Die erneute Kostensteigerung von 52,5 auf 60 Millionen Euro für das Ballettinternat wird zum größten Teil vom Land selbst finanziert. Die Stadt will sich aber auf freiwilliger Basis mit 2,3 Millionen Euro an den durch Nachforderungen entstandenen Mehrkosten beteiligen. Der Gemeinderat muss freilich noch zustimmen.

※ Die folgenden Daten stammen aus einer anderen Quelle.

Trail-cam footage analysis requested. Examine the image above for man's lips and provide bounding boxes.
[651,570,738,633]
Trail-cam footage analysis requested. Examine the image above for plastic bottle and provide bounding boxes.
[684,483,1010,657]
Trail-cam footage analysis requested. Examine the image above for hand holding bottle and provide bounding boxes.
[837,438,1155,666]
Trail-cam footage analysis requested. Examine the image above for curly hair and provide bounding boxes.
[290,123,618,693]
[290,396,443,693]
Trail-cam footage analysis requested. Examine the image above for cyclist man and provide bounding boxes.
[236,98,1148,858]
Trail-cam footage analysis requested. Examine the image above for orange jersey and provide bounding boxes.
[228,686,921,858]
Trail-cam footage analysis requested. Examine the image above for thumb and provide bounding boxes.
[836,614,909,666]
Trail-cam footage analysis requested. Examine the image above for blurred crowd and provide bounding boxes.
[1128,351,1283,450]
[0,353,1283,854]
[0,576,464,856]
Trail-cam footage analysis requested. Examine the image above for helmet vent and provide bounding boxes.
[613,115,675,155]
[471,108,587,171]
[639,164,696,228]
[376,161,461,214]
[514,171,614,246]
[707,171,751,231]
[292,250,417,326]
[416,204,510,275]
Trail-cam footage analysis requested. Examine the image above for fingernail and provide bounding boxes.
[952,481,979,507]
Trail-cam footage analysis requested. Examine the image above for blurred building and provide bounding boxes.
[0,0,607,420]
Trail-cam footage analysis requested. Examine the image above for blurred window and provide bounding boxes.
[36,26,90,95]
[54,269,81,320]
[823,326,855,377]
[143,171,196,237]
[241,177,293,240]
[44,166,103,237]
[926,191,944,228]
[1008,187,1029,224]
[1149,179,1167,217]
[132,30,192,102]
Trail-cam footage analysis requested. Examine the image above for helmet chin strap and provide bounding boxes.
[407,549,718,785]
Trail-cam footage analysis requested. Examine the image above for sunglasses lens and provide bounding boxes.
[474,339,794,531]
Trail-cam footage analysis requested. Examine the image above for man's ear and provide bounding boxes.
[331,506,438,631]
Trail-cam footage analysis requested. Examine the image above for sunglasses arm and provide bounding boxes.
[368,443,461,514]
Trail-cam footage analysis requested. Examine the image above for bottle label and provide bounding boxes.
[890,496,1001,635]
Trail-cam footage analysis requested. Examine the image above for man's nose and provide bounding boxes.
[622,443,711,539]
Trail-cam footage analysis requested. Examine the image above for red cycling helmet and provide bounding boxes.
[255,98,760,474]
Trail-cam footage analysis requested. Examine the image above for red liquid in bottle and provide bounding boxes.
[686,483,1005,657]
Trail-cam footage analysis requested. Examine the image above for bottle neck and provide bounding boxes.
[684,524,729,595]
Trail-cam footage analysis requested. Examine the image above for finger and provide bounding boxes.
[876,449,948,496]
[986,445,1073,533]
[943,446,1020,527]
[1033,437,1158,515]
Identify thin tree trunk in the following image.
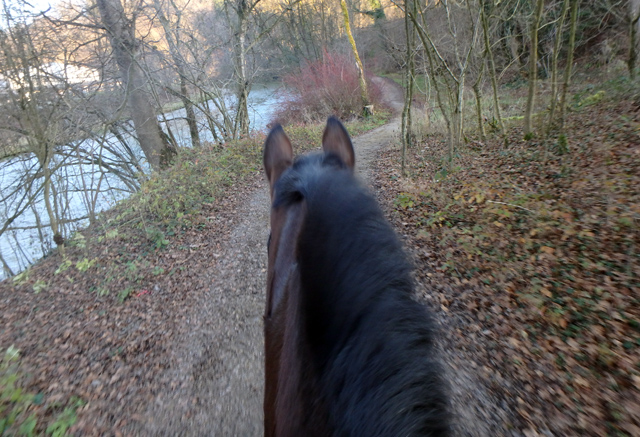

Stuttgart - Die Landeshauptstadt wird wohl nochmals Geld für den Bau der bereits im Spätsommer 2020 feierlich eröffneten John-Cranko-Ballettschule nachschießen. Ein Grund für die Mehrkosten auf nunmehr 60 Millionen Euro – während der Finanzierungsvereinbarung waren Stadt und Land als jeweils 50-prozentige Kostenträger noch von einem Betrag von knapp 47 Millionen Euro ausgegangen – sind offenbar Nachträge der ausführenden Baufirmen, Kostensteigerungen aufgrund von Insolvenzen und notwendige Neubeauftragungen. Weil allerdings ein Teil davon auf Bauverzögerungen zurückzuführen ist, die die Stadt nicht zu verantworten hat, haben sich die Co-Financiers darauf verständigt, dass dieser Kostenanteil vom Land allein getragen wird. Für Stuttgart verbleibt dennoch eine beachtliche Zahlung von 2,3 Millionen Euro. Am Mittwoch muss der Verwaltungsausschuss des Gemeinderats den Zuschuss absegnen.